British holiday makers passing through Calais have been warned to be on the lookout for stowaways as increasing numbers of illegal immigrants are flocking to the border crossing hoping to make their way into the UK. The Home Office Select Committee has blamed the EU’s Schengen Agreement, which dissolves national borders between EU member states, for creating a situation in which potentially hundreds of thousands of illegal immigrants can travel across the EU all the way to the border town without being stopped.
When Schengen was conceived it was assumed that the periphery borders would be water tight, but that has not proved to be the case. The UK is not part of the agreement thanks to Baroness Thatcher’s refusal, during her time as Prime Minister, to sign up to the agreement, despite pressure from Europhiles.
Tens of thousands have already flocked across the porous southern and eastern borders, mainly in Italy and Greece, where they travel to by boat from across Africa and the Middle East. Numbers have taken a sharp incline this year – Sir Charles Montgomery, director-general of the Home Office’s Border Force, said that 30,180 attempts to enter the UK were detected by his staff in the ten months to the end of January, representing a massive increase on the 18,000 detected in the entire preceding year.

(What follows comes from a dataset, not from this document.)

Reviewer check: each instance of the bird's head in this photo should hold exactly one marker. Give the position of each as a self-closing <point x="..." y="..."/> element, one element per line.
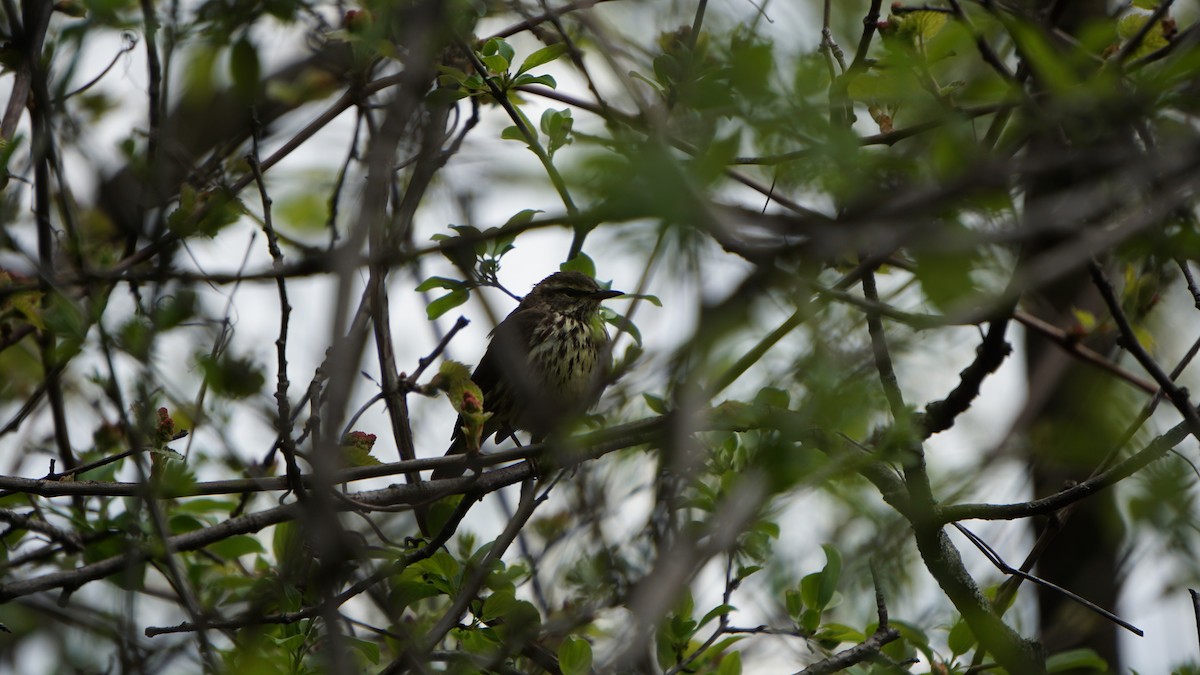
<point x="569" y="292"/>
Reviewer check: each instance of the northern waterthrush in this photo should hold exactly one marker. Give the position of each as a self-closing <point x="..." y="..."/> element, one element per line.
<point x="547" y="362"/>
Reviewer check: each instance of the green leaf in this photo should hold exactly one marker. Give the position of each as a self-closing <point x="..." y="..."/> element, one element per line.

And Fabrice Leggeri, the executive director of European border agency Frontex, has warned that half a million more are amassing in Libya alone to try their luck on making it into the EU. Many flock to Calais, where numbers waiting for a chance to hop the channel have nearly doubled from 1,300 last September to 2,500.
The committee’s MPs, who today released a report on the matter have said: “The situation in Calais will not ease until there is a better response to the security of Europe’s southern and eastern border. Migrants continue to put their lives at risk to cross the Mediterranean. Schengen assumed the external border of the EU would be secure but it is not, so free movement means free movement for illegal migrants within the EU. Some reach Calais before encountering any border controls.
“Improvements in security at Calais are welcome, but have to be done in tandem with measures to maintain traffic flow so lorries do not get caught in queues on the road beyond the fenced perimeter. When the lorries join queues and have to stop outside the fence, they are vulnerable to migrants trying to hide inside.”
Lorries have been ordered not to stop at all within 125 miles of the port for fear of migrants attempting to climb on board. Violent scenes have been witnessed during the last few months as drivers, fearing crippling fines if migrants are caught, have challenged migrants only to find themselves mobbed.
But now authorities are warning that, if migrants can’t get aboard lorries, they will turn to cars and family caravans instead. With the Easter break looming, holiday makers in particular are being warned to be on the lookout.
The Daily Mail spoke to Sue Taber, who found an illegal immigrant hiding in the back of her car after passing through Calais. She told the paper she thought he sneaked in when she briefly left the car unlocked in Calais.
“I’ve got a Fiat Panda for goodness sake, with two dogs in the back,” she said. “And I’ve managed to get though passport control and everything else with a stowaway on board.” Upon discovering the man in Kent, she told him “in no uncertain terms to get lost.”
The MPs have also criticised the French authorities for not dealing properly with any illegal immigrants caught by British police. Instead of removing them from the EU, or at least returning them to the country they first crossed into, as mandated under EU law, the French police simply turn them lose in the French countryside to try their luck again.
Keith Vaz MP, Chairman of the Committee, said: “Since March 2014, Border Force have intercepted over 30,000 attempts by migrants to enter the UK illegally through Calais. By the time they reach Calais, it is too late. When Border Force staff catch migrants at the border, they do not process them or take steps to establish identity, they hand them over to the French authorities, who then release them. People traffickers act with impunity in this lucrative trade with an endless supply of customers and minor sanctions when they are caught. The crisis in Calais is a direct result of the soft EU external border in the Southern Mediterranean and the Greek – Turkish border.”
He also condemned the British authorities for not doing enough to police immigrants both entering and leaving the UK. In particular, he drew attention to the fact that immigrants with criminal backgrounds are not being properly processed, saying “It is unacceptable that despite high profile cases involving people who come into this country with criminal records only 67% are checked by local forces against ACPO’s database.
“Such a dereliction of duty permits sentences to be given without the courts being aware of previous history. Every single foreign national who has been arrested for a criminal offence in this country must be checked against this database.”
A Home Office spokesman said it had committed £12million to help reinforce security at Calais, “including installing security fencing and improving the flow of traffic to reduce the risk of queuing vehicles being targeted by migrants”.